Затем они приступили к дегустации фаршированных оливок в память о Досточтимом и к обсуждению важнейшего вопроса: будут ли перила у будущего моста через Боскарро каменными или железными и в чем преимущества того и другого материала? Элизенда Вилабру отделилась от компании и стала смотреть на открывавшийся из окна уголок деревни со школой и церквушкой Сант-Пере. Все выглядело таким же спокойным и безжизненным, как и в тот день, когда несколько лет назад она, как обычно, отправилась на исповедь и отец Аурели провел ее в ризницу и поведал о долгих беседах, которые он вел с ее дядюшкой, отцом Аугустом, и в результате которых я полностью присоединился к его твердому намерению поддержать дело учителя-мученика (вы ведь тоже, как я понял, его поддерживаете, не так ли?); ваш дядя рассказал мне о впечатляющих подробностях образцовой жизни этого человека, и я принял решение выступить в качестве постулатора Процесса, разумеется при полной поддержке отца Аугуста. Я надеюсь на ваше сотрудничество, сеньора, равно как и на помощь другого непосредственного свидетеля событий. Далее отец Аурели подчеркнул, что хотя он не может утверждать это наверняка, но полагает, что если епископат признает чудо, о котором свидетельствуют документы дела, а именно невозможность отделить тело мученика от дарохранительницы, то его можно будет включить в будущий процесс беатификации. Священник, казалось, всеми порами своей кожи источал энтузиазм и уверенность в успехе, и сеньора Вилабру торжественно подтвердила свое согласие и заявила можете рассчитывать на мое содействие любого рода, включая и экономическое, святой отец. И в качестве доказательства приложилась к его руке и с присущей ей ловкостью незаметно всунула ему в ладонь аккуратно сложенную купюру. Ну что ж. За работу!
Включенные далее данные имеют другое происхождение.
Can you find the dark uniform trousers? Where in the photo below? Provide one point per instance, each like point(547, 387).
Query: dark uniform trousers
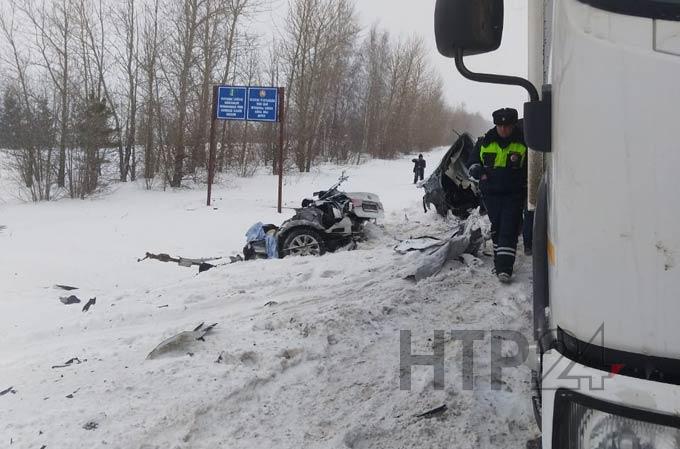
point(505, 214)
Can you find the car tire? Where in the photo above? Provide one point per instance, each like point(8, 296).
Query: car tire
point(303, 242)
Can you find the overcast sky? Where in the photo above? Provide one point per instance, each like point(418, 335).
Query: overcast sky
point(408, 17)
point(417, 16)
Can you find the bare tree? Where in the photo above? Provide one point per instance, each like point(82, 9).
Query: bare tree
point(53, 34)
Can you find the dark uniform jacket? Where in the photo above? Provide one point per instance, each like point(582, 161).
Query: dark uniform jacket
point(504, 162)
point(419, 165)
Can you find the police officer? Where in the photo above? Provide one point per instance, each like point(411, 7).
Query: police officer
point(418, 168)
point(499, 162)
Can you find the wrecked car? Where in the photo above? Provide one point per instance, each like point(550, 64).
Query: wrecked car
point(332, 219)
point(449, 187)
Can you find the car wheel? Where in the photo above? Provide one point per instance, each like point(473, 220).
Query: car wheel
point(303, 242)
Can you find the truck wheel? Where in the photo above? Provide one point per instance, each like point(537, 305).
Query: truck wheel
point(303, 242)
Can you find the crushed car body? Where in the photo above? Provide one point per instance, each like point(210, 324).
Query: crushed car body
point(449, 188)
point(330, 220)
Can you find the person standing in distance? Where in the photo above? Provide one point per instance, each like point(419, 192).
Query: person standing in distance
point(499, 163)
point(418, 168)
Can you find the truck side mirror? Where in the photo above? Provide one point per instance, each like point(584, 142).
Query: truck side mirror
point(473, 26)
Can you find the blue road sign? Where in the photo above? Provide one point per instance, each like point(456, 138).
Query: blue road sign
point(263, 104)
point(231, 103)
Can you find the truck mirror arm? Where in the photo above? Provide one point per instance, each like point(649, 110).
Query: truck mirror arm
point(493, 78)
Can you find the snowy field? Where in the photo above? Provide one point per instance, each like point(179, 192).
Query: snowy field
point(305, 353)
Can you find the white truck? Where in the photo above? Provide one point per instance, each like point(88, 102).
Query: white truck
point(607, 227)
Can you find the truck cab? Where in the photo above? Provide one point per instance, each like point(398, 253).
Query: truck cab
point(607, 229)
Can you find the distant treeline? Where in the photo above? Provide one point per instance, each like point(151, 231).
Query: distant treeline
point(82, 76)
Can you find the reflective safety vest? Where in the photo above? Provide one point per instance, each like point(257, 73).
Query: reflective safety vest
point(513, 156)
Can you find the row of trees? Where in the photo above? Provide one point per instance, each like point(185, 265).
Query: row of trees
point(124, 87)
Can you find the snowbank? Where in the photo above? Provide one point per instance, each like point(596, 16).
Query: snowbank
point(305, 352)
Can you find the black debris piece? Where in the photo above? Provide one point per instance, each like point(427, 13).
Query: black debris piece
point(89, 304)
point(70, 362)
point(9, 390)
point(90, 425)
point(205, 266)
point(70, 396)
point(433, 412)
point(68, 300)
point(203, 330)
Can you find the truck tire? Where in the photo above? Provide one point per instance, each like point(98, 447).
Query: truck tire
point(303, 242)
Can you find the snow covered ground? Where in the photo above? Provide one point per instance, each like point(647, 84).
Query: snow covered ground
point(305, 353)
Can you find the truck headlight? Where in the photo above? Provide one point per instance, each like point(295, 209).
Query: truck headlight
point(582, 422)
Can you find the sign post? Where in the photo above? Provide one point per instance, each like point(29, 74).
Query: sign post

Вечером того же дня сеньора Элизенда Вилабру в мэрии сообщила о состоявшемся разговоре Валенти Тарге, потребовав, чтобы он всячески способствовал успешному продвижению дела; всячески, ты понимаешь, что значит «всячески»? Потом они несколько минут провели в полном молчании, словно в память об усопшем, после чего она сказала ну, в общем, сам знаешь. И вот теперь, в зале заседаний мэрии, после признания Ориола досточтимым, когда Элизенда обернулась после недолгого созерцания окрестного пейзажа, ей показалось, что Валенти с портрета на стене боязливо отвел взгляд.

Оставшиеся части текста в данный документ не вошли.